Arts & Culture
Could it be, could it be that you're joking with me? Nope, Kaiser Chiefs are back!

Yeah, you heard it right - Kaiser Chiefs are set to play Windsor Racecourse next month!

Brit Award winners Kaiser Chiefs are back this Summer for an action packed day out performing at Windsor Racecourse Saturday August 25 after the racing.

“Kaiser Chiefs have done rather well out of having ideas above our station,” decides Ricky Wilson, reflecting on the multi-platinum pop crusade that continues this summer with the release of brilliantly idiosyncratic pop record Stay Together — the follow up to the #1 album Education, Education, Education & War. “Making our first album, we weren’t trying to be the best indie band in Leeds. We weren’t even just competing with guitar bands. Almost by accident, we were competing with Girls Aloud”.

Funny how things turn out. Fast-forward twelve years and the country’s biggest girlband have split, reformed and split again. Kaiser Chiefs, meanwhile, have managed lose only one member and now present their sixth album.

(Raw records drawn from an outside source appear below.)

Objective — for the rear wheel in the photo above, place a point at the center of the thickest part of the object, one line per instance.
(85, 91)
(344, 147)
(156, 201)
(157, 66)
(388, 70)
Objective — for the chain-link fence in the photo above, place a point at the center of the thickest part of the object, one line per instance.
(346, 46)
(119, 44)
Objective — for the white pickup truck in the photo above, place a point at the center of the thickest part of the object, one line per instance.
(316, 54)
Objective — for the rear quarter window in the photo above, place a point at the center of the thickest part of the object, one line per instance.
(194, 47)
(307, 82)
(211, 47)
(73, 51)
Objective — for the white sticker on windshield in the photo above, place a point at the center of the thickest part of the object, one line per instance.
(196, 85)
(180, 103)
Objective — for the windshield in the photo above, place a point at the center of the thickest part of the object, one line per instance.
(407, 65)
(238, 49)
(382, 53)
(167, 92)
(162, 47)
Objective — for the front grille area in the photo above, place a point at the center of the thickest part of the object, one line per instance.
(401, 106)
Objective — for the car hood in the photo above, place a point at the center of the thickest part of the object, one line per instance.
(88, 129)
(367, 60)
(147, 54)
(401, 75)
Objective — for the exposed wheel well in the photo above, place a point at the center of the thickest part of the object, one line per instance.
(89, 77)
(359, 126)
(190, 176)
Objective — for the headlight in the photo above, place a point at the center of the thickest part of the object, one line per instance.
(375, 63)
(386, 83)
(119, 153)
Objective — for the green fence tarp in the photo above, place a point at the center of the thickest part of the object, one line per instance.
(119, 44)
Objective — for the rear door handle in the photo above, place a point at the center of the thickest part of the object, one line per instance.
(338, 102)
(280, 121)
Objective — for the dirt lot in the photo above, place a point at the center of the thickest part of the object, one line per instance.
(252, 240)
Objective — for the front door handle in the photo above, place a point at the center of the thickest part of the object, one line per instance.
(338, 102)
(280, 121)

It’s a spiky, surprisingly romantic affair bursting with the verve, ambition and great tunes that first propelled the band to household name status, and it’s been produced — plot twist! — by Brian Higgins, the Grammy award-winning producer whose Xenomania hit factory conjured Girls Aloud’s record-breaking run of Top 10 singles.

https://www.youtube.com/watch?v=hamKl-su8PE

Alongside euphoric lead single Parachute, Stay Together boasts a double-chorused title track that sounds like it’s been plucked from somewhere between the grooves of the Saturday Night Fever soundtrack, and takes the listener on a journey through pulsating electro (Press Rewind) and low-slung grooves (Good Clean Fun). And that’s before you even consider anthemic banger Hole In My Soul, a song so festival-ready it’s already packed its wellies.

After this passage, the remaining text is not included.